**Density-Based Spatial Clustering Applications with Noise**

While k-means clustering relied on providing the number of clusters beforehand, the DBSCAN algorithm is a non-parametric algorithm. Given a set of points, DBSCAN groups together points that are close to each other while also marking outliers. This algorithm can identify clusters even in large spatial datasets by simply highlighting the local density of points. It is also one of the most widely used clustering algorithms, especially for location data. DBSCAN requires two parameters to be supplied before running the algorithm: epsilon and minimum points or samples. Their values significantly influence the results of this algorithm and therefore require some fine-tuning, as well as exploration, before finding suitable clusters.

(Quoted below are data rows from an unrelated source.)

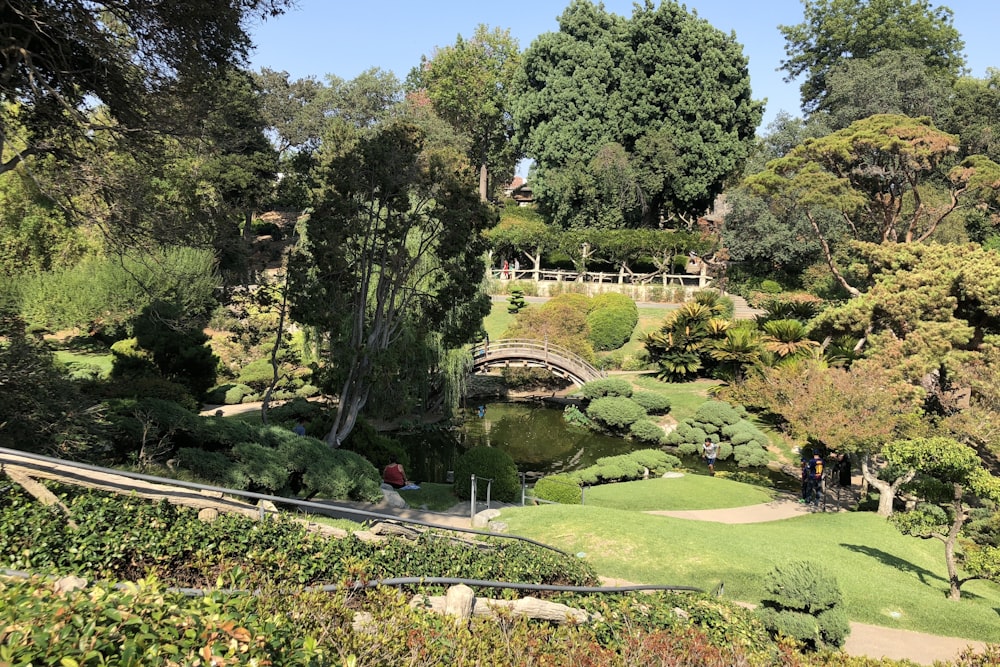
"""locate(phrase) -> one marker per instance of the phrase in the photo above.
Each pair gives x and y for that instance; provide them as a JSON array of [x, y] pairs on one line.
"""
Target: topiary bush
[[652, 402], [563, 489], [646, 430], [805, 604], [615, 413], [611, 320], [606, 387], [491, 463]]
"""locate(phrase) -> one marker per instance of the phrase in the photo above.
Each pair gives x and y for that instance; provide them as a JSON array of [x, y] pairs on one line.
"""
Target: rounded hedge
[[611, 320], [615, 413], [490, 463], [647, 430], [559, 489], [606, 387], [654, 403]]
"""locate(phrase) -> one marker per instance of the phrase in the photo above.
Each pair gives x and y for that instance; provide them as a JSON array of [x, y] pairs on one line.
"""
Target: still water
[[536, 437]]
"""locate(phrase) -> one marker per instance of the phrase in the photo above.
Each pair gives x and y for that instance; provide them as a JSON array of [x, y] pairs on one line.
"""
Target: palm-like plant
[[740, 348], [787, 338]]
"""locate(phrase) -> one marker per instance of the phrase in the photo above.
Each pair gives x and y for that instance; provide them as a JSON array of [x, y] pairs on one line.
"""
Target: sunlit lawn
[[887, 579]]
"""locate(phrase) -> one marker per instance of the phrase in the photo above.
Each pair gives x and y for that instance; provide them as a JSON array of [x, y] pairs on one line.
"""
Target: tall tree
[[60, 56], [393, 246], [884, 175], [648, 115], [469, 85], [949, 476], [837, 30]]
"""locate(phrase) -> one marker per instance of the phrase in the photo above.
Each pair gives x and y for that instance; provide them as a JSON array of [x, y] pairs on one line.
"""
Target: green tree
[[632, 119], [469, 85], [946, 472], [61, 56], [393, 246], [896, 82], [883, 175], [837, 30]]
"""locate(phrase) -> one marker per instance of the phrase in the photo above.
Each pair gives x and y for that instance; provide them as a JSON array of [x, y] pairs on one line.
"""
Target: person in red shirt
[[394, 475]]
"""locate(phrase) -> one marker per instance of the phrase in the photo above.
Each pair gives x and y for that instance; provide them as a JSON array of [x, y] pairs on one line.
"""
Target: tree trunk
[[886, 491], [483, 182], [954, 583], [828, 254]]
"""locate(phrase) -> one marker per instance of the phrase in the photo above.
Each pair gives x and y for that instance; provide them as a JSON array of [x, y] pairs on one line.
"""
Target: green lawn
[[888, 579], [76, 361], [690, 492]]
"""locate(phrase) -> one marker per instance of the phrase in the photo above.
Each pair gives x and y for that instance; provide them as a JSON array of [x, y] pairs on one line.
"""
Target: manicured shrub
[[611, 320], [652, 402], [606, 387], [562, 489], [488, 463], [805, 604], [615, 413], [750, 455], [647, 430]]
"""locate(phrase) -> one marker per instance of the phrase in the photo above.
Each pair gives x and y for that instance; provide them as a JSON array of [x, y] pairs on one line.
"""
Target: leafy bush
[[490, 463], [804, 604], [611, 320], [626, 467], [652, 402], [559, 489], [616, 413], [647, 430], [606, 387]]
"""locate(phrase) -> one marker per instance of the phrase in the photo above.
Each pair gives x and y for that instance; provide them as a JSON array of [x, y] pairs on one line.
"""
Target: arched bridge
[[536, 354]]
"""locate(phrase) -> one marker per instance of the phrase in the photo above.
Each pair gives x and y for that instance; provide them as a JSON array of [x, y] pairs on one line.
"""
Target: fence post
[[472, 503]]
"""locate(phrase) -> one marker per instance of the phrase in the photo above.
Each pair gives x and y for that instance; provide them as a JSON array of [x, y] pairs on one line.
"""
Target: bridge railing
[[549, 353], [562, 275]]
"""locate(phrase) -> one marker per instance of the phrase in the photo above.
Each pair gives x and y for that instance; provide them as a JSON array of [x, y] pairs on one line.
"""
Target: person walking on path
[[815, 480], [710, 450]]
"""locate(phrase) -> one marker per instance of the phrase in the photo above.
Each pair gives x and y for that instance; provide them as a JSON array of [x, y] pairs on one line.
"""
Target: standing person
[[710, 450], [394, 475], [815, 479], [804, 475]]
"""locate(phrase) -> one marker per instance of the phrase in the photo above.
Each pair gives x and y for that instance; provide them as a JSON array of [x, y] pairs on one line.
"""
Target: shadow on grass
[[896, 563]]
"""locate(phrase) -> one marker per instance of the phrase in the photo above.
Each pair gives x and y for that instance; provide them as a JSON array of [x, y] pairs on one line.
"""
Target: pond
[[536, 437]]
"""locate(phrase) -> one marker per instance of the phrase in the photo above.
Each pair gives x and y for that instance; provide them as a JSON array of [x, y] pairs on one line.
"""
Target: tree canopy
[[469, 85], [833, 31], [632, 119], [60, 56]]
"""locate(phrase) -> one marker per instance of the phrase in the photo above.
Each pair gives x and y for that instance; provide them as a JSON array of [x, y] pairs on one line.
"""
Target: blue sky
[[343, 38]]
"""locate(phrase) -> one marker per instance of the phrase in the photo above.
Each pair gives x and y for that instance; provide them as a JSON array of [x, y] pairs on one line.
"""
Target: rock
[[483, 518], [69, 584]]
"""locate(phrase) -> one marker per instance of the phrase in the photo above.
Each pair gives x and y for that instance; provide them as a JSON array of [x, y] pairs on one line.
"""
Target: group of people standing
[[812, 472], [812, 477]]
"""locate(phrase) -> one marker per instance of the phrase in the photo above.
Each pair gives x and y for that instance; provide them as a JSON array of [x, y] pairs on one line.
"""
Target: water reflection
[[536, 437]]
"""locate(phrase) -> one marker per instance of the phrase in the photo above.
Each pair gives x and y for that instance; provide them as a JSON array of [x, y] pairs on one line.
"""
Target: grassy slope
[[691, 492], [888, 579]]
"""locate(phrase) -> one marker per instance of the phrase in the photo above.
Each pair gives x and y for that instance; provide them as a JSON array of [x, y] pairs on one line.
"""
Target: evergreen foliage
[[611, 320], [806, 605]]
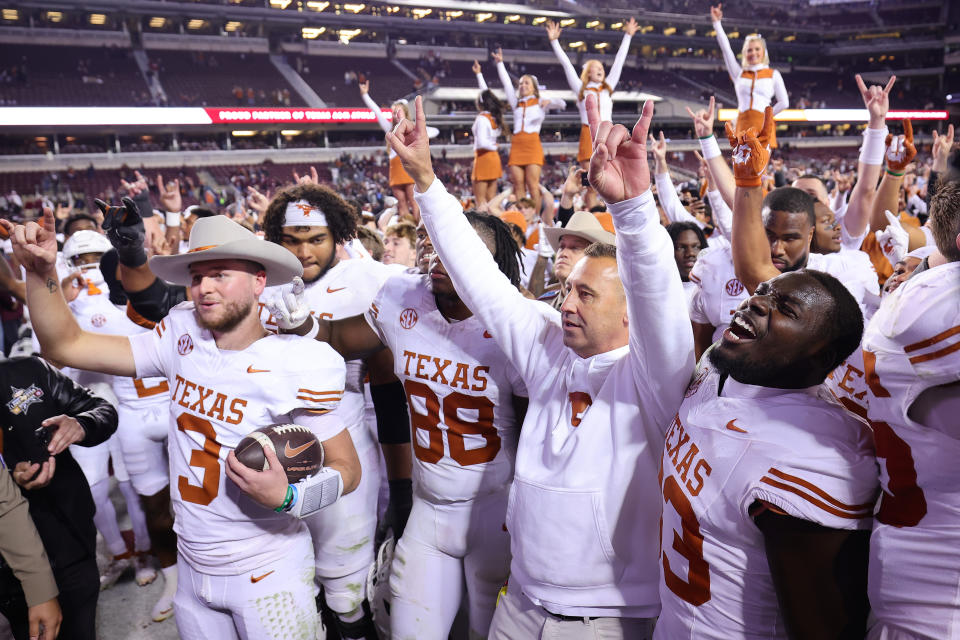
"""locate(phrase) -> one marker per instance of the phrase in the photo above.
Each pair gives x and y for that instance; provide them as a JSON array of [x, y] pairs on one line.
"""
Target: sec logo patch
[[734, 287], [408, 318], [185, 344]]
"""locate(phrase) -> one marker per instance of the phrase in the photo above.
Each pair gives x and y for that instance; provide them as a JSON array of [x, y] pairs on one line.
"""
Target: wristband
[[709, 147], [874, 146]]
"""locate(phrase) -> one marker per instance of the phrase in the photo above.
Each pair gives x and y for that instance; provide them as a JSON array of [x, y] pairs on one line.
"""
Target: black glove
[[125, 231]]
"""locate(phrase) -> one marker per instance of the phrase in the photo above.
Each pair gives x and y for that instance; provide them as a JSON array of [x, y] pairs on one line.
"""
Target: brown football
[[297, 448]]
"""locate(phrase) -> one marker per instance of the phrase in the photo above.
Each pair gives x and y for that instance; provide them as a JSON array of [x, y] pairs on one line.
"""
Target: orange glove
[[900, 149], [751, 152]]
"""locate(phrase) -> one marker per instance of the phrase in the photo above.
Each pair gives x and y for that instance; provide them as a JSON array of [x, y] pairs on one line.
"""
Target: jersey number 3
[[207, 459], [457, 427]]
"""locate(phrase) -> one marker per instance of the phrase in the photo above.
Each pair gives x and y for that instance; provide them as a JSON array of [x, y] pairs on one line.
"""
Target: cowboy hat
[[581, 224], [219, 238]]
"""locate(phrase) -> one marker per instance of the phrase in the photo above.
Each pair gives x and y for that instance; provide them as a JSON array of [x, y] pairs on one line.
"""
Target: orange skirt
[[525, 148], [585, 150], [752, 118], [398, 175], [486, 165]]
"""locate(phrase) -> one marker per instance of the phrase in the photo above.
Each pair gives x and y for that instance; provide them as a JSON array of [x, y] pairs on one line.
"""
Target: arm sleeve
[[516, 323], [780, 91], [507, 84], [661, 338], [381, 119], [729, 58], [617, 67], [21, 546], [571, 74], [97, 416], [670, 202]]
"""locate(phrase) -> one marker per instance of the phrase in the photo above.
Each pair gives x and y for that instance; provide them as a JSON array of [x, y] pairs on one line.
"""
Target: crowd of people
[[575, 403]]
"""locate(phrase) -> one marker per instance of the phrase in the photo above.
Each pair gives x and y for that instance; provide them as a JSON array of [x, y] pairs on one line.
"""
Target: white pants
[[442, 546], [280, 605], [142, 435], [517, 618], [343, 536]]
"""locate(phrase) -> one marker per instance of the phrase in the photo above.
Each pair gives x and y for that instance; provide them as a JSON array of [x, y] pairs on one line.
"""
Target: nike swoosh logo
[[255, 580], [733, 427], [294, 452]]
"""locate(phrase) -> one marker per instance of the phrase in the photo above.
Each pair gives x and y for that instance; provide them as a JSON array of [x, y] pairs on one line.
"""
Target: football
[[297, 448]]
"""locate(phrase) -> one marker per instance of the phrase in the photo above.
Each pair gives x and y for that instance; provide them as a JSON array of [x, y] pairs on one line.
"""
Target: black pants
[[79, 586]]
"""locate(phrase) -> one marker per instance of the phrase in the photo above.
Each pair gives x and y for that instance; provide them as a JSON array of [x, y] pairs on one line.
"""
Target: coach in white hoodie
[[605, 375]]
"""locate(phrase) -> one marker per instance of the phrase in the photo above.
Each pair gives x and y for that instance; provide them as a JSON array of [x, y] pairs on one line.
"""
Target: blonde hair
[[585, 78], [763, 43]]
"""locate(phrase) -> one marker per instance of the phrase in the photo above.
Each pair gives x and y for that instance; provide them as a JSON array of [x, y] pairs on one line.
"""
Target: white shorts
[[275, 602], [142, 434], [443, 546]]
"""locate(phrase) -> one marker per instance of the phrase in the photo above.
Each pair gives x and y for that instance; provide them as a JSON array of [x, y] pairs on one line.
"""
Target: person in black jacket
[[42, 412]]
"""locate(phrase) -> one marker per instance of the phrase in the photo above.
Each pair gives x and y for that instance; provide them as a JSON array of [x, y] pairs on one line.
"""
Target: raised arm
[[661, 340], [629, 28], [877, 101], [751, 250], [367, 100], [60, 337], [573, 78]]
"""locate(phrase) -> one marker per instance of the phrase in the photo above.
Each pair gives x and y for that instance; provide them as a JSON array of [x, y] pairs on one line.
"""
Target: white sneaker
[[117, 567], [145, 570]]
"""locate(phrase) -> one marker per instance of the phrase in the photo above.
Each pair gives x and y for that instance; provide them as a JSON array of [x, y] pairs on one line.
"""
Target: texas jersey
[[913, 344], [218, 397], [723, 452], [459, 388]]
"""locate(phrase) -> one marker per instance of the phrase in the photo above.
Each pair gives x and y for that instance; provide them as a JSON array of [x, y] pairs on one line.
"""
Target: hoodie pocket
[[560, 536]]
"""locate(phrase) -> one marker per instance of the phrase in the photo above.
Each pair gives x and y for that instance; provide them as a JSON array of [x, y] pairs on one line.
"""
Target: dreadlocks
[[342, 219], [506, 252]]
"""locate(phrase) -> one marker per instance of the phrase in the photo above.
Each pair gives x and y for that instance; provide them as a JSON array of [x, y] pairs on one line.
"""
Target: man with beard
[[241, 565]]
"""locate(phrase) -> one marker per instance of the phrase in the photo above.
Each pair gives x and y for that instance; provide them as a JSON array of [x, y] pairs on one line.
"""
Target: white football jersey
[[793, 449], [459, 388], [913, 344], [218, 397], [95, 313]]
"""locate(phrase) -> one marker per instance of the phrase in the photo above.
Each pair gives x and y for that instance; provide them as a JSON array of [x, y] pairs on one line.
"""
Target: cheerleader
[[486, 129], [755, 82], [526, 152], [594, 79], [400, 181]]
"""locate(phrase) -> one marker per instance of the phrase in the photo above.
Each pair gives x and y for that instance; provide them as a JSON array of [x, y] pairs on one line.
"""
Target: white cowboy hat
[[581, 224], [219, 238]]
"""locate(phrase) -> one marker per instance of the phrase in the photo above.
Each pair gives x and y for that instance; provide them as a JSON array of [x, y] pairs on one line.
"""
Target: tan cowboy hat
[[581, 224], [219, 238]]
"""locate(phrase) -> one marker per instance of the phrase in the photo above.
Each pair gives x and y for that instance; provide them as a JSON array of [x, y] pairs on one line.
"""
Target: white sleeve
[[661, 338], [507, 84], [780, 91], [527, 331], [722, 214], [381, 119], [730, 58], [617, 67], [670, 202], [572, 78]]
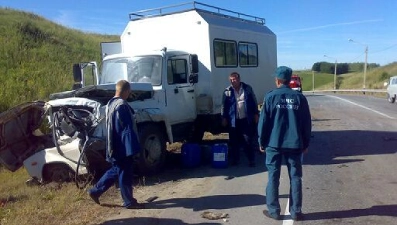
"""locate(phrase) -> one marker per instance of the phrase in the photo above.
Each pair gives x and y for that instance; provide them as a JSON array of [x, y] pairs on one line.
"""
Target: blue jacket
[[229, 104], [285, 120], [122, 139]]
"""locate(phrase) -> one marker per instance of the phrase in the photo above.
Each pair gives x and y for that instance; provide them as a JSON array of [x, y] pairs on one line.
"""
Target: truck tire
[[391, 99], [57, 172], [153, 149]]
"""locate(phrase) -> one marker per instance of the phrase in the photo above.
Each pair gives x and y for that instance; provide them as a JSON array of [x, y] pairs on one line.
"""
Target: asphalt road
[[349, 173]]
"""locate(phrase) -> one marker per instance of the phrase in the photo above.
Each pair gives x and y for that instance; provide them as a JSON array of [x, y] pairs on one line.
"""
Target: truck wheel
[[153, 149], [391, 99], [57, 173]]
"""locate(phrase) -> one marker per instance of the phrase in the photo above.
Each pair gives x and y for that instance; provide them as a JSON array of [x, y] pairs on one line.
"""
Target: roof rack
[[166, 10]]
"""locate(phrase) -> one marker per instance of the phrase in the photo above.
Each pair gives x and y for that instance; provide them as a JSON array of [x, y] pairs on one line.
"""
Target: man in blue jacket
[[284, 131], [122, 143], [240, 113]]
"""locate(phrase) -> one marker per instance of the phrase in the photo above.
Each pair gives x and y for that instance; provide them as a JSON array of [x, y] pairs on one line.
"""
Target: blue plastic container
[[191, 155], [219, 155]]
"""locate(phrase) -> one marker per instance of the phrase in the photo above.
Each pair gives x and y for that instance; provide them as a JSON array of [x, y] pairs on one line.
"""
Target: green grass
[[375, 79], [37, 55]]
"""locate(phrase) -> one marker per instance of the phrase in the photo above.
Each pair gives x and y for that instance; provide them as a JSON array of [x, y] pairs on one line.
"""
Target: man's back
[[287, 121]]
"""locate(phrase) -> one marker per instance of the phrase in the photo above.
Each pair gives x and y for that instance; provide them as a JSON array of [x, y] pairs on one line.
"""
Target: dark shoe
[[235, 163], [297, 217], [136, 206], [271, 216], [94, 197]]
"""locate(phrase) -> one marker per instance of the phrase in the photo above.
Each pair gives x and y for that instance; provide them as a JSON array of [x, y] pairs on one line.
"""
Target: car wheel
[[391, 99], [57, 173], [153, 149]]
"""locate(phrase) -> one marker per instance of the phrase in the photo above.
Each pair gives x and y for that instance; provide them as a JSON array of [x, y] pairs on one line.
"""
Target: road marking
[[364, 107], [287, 221]]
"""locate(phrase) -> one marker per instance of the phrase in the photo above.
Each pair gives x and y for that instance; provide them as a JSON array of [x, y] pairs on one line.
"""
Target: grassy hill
[[37, 55], [324, 81]]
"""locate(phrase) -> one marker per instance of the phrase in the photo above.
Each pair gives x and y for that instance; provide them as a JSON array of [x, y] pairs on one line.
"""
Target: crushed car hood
[[103, 93], [17, 138]]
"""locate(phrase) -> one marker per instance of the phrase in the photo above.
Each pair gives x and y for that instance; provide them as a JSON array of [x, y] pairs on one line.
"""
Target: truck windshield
[[140, 69]]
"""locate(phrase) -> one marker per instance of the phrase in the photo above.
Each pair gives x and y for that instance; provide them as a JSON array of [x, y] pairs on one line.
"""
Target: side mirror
[[77, 75], [193, 78], [194, 63]]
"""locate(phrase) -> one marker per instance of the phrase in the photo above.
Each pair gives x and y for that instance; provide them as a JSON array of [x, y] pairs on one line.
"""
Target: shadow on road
[[377, 210], [329, 147], [149, 221], [212, 202]]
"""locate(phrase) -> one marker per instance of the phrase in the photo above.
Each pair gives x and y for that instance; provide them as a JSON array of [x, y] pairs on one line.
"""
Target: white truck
[[178, 60]]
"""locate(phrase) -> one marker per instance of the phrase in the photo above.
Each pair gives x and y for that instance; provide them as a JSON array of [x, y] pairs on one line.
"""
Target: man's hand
[[224, 122], [256, 118]]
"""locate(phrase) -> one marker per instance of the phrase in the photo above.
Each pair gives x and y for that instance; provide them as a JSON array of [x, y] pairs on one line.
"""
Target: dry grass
[[49, 204]]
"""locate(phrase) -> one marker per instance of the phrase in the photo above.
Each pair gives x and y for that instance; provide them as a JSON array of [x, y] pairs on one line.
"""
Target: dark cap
[[283, 72]]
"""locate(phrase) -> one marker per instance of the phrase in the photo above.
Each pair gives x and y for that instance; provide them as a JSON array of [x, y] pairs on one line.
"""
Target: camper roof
[[173, 9]]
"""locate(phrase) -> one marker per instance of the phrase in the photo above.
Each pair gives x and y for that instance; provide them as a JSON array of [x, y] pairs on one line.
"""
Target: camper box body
[[203, 33]]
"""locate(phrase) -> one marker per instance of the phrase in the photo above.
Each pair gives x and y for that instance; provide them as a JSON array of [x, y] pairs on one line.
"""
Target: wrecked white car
[[63, 138]]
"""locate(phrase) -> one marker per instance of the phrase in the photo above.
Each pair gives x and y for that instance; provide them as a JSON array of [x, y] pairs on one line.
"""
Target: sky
[[306, 30]]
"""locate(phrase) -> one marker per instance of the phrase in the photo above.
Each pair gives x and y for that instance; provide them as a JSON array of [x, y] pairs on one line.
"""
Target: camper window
[[225, 53], [248, 54], [177, 71]]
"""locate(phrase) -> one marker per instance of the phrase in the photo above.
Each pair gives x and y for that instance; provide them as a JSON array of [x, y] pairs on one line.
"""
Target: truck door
[[180, 96], [110, 48], [85, 74]]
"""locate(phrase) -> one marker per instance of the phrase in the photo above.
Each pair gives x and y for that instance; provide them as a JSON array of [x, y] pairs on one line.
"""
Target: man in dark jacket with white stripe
[[240, 113], [284, 131]]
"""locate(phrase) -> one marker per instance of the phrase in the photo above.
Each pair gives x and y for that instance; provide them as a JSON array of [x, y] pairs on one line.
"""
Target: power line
[[392, 46]]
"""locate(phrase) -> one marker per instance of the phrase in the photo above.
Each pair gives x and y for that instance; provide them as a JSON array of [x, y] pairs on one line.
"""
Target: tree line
[[341, 68]]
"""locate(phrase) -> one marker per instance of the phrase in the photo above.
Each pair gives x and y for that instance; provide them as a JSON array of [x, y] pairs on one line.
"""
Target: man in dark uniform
[[240, 113], [122, 144], [284, 131]]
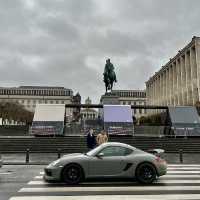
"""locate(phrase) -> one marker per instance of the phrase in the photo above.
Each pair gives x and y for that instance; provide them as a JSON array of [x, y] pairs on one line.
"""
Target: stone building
[[178, 82], [127, 97], [29, 96]]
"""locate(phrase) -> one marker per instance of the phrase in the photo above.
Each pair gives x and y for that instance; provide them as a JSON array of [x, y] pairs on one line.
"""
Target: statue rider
[[109, 69]]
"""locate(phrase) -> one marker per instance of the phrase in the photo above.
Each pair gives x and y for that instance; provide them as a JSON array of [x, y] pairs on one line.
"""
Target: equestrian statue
[[109, 76]]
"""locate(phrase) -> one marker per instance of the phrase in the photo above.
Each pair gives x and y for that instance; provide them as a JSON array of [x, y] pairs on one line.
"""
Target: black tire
[[72, 174], [145, 173]]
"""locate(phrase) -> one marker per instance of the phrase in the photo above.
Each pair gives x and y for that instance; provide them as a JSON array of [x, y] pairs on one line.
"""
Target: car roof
[[118, 144]]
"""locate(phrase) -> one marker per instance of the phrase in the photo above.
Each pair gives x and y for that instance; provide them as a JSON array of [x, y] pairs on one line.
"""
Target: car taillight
[[159, 159]]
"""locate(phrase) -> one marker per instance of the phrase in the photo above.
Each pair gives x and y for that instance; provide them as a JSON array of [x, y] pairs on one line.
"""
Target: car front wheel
[[72, 174], [145, 173]]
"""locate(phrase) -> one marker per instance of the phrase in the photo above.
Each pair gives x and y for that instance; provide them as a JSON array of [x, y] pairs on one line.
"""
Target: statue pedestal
[[109, 99]]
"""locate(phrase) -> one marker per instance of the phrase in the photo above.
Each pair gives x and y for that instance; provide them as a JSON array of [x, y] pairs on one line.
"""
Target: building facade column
[[171, 84], [188, 76], [174, 84], [197, 48], [194, 75]]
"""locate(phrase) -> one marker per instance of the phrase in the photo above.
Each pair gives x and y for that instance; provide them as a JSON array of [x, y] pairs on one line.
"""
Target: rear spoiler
[[157, 152]]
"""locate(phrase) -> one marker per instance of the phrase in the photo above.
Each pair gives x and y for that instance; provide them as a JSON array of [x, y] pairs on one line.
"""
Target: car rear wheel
[[72, 174], [145, 173]]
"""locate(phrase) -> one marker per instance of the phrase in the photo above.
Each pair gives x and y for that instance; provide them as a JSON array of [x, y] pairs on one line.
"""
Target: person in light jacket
[[91, 141], [102, 137]]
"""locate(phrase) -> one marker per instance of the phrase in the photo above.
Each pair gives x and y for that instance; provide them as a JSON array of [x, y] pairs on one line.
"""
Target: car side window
[[116, 151]]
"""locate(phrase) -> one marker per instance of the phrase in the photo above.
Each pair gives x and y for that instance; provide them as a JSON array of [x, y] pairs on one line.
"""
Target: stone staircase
[[72, 144]]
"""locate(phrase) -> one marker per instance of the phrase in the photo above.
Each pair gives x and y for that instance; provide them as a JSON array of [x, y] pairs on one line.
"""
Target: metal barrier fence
[[59, 153]]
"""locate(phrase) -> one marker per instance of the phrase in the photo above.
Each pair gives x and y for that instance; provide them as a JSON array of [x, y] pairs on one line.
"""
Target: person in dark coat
[[91, 141]]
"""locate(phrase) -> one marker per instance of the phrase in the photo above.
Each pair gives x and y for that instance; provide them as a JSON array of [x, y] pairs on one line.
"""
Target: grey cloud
[[50, 42]]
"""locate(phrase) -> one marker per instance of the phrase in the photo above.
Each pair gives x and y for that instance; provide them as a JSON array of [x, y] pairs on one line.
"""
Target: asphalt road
[[24, 182], [14, 177], [182, 182]]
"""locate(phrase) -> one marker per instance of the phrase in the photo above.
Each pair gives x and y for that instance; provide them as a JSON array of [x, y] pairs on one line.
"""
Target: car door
[[109, 162]]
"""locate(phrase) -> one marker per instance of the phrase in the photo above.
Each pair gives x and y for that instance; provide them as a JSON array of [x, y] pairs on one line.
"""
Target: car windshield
[[93, 151]]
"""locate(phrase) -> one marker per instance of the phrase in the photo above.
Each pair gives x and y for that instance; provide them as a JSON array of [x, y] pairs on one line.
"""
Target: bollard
[[59, 153], [27, 155], [181, 155]]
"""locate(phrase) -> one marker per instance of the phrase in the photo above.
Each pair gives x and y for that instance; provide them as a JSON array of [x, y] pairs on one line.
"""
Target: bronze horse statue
[[109, 75]]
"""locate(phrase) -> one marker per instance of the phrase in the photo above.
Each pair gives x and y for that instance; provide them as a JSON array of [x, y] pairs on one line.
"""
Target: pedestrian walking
[[102, 137], [91, 141]]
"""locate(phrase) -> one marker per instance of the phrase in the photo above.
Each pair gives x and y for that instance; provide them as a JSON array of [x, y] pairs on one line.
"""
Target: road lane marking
[[109, 183], [114, 197], [38, 177], [110, 189], [182, 172], [183, 168]]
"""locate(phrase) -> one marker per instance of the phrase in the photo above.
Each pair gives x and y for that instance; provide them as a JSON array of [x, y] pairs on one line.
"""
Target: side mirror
[[100, 155]]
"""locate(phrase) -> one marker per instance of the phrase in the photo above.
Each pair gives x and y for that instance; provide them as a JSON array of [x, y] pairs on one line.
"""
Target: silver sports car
[[109, 160]]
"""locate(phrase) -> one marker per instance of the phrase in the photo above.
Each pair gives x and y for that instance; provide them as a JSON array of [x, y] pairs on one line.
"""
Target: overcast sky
[[66, 42]]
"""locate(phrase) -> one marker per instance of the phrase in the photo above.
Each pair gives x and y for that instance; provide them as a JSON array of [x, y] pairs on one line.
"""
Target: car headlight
[[54, 163]]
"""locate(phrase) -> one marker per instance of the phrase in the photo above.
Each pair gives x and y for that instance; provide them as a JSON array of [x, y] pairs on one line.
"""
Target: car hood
[[73, 155]]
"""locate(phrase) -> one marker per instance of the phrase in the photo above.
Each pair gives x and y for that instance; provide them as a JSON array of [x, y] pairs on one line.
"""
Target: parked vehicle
[[109, 160]]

Epsilon is the parameter that specifies the radius of a neighborhood with respect to other points. In a given set of points, epsilon indicates the distance a point lies closer to a cluster of other points. On the other hand, minimum samples or points set the minimum number of points needed to form a cluster. Based on these two parameters, DBSCAN classifies into three types (this can be more or less depending on these two parameters, but at least one cluster is present):

- Core points (0): A point is a core point when it fulfils the epsilon distance, has the minimum points, and is a neighbor with another core point.
- Border points (1 to n): A point is a border point when it does not fulfil the minimum points required but does share a neighborhood with at least one core point. The number of clusters in this category can be many depending on the parameters. 
- Noise Points (-1): A point that does not fulfil the epsilon distance, does not have the minimum points required, and does not share any neighborhood with other core points is known as noise. These are considered outliers.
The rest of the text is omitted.